Em alguns concertos, ele tem tocado “Jesus Alegria dos Homens”, cantata de Bach muito executada em cameratas de matrimónio. “Que culpa eu tenho se a música dele está na boca do povo 300 anos depois de sua morte? Agora, eu te pergunto, tudo isso que você está ouvindo hoje, tudo o que ouviu na Viradela Cultural, quantos desses artistas, daqui a 300 anos, você vai ouvir?”.
O músico rejeita comparações com André Rieu, o violinista holandês que faz megashows por todo o mundo. “Ele não gravaria a obra completa de Bach porquê eu”, diz. “Ele segmento do showbiz para chegar na música. O meu trabalho é na música.”
É tudo verdade. Responsável de “A Arte do Piano”, o americano Dave Dubal escreveu que Martins seria o sucessor de Glenn Gould no mundo. Já as críticas do New York Times, recuperadas no livro, dão conta de um pianista incrível. “Bach queria que as peças dele fossem tocadas com o pulmão de um órgão e a transparência de um teclado”, diz. “Isso é o piano moderno.”
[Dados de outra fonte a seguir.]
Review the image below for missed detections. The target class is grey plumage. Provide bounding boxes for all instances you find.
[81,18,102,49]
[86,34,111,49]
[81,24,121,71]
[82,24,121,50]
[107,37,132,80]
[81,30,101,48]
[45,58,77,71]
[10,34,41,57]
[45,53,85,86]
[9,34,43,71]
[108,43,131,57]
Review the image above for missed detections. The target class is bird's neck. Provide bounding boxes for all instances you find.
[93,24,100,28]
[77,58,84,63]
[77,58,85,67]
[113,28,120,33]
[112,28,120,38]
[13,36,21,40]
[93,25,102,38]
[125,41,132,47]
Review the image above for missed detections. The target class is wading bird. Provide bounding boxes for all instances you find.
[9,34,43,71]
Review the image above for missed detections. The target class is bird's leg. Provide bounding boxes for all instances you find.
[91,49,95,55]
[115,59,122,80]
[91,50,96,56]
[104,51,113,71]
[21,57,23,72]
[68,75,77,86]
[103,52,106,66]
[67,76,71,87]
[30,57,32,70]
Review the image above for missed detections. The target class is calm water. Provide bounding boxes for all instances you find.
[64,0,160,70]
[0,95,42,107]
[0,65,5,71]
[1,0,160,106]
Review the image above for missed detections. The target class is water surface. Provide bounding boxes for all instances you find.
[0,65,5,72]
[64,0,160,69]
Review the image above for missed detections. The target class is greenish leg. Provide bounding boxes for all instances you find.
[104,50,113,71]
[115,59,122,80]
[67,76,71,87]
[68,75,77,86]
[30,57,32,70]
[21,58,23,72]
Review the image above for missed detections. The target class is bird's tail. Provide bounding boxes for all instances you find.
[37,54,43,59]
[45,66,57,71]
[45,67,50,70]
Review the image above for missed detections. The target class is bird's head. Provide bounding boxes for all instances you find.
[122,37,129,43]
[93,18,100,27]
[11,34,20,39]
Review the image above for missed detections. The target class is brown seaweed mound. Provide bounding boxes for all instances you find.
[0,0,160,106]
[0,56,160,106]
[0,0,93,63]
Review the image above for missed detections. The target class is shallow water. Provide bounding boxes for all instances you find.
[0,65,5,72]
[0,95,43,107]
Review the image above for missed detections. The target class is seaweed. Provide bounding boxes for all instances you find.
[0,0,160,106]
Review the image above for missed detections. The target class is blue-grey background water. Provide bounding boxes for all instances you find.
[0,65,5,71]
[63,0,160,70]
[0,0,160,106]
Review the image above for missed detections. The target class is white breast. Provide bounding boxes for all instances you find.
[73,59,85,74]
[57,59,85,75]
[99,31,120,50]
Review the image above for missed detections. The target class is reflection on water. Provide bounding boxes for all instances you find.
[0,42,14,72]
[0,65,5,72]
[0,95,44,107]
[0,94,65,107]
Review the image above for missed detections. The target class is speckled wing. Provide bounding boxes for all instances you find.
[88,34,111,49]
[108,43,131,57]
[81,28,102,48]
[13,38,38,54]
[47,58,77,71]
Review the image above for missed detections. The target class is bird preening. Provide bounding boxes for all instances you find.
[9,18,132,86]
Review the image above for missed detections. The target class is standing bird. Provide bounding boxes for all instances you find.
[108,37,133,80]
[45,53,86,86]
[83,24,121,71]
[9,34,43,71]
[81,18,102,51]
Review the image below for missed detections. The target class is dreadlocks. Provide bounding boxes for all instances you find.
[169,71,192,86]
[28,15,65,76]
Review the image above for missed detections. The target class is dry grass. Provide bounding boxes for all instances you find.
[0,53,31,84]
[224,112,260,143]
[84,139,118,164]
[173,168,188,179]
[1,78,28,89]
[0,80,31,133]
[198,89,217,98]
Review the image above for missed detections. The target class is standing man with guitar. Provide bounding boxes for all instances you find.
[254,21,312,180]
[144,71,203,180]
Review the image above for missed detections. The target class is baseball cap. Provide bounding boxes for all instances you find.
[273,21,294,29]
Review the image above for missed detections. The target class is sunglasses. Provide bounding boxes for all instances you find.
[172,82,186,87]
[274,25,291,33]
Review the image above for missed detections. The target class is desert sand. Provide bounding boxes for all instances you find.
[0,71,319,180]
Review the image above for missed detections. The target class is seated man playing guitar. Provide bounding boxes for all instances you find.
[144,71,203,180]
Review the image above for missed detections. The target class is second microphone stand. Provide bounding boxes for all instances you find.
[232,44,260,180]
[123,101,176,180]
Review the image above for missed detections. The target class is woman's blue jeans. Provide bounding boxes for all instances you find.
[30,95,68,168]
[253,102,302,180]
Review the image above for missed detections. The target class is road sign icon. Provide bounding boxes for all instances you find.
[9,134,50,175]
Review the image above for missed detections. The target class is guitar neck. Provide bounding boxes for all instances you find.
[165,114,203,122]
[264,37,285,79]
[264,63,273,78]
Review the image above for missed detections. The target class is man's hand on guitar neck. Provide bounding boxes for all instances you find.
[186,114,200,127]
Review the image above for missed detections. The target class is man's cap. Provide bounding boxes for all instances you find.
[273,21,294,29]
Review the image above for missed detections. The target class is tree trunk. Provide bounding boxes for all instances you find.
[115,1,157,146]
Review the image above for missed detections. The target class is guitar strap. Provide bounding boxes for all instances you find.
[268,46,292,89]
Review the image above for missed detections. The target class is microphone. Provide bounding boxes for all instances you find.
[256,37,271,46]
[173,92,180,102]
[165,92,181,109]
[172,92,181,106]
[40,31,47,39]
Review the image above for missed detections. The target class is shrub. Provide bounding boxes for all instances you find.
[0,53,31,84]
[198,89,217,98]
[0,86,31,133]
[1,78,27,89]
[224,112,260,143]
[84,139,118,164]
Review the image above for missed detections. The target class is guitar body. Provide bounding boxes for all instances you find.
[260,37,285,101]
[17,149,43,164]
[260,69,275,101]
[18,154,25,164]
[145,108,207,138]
A discografia de Martins é vasta, mas para a saber é preciso ouvir sua gravação, de 1965, do “Cravo Muito-Temperado”, lançada pela prestigiosa Connoisseur Society. Duas décadas depois, ele iniciou pela Tomato Records uma poema, com objetivo de gravar toda a obra do compositor, começando pelas “Seis Partitas”. Na idade, o trabalho foi elogiado por Margaret Thatcher, primeira-ministra britânica, conhecida pela epíteto de Mulher de Ferro.
“Se eu me conformo de ter perdido as mãos, eu te falo que não”, afirma o maestro. “Mas que sou feliz por ter continuado na música, eu te falo que sim.”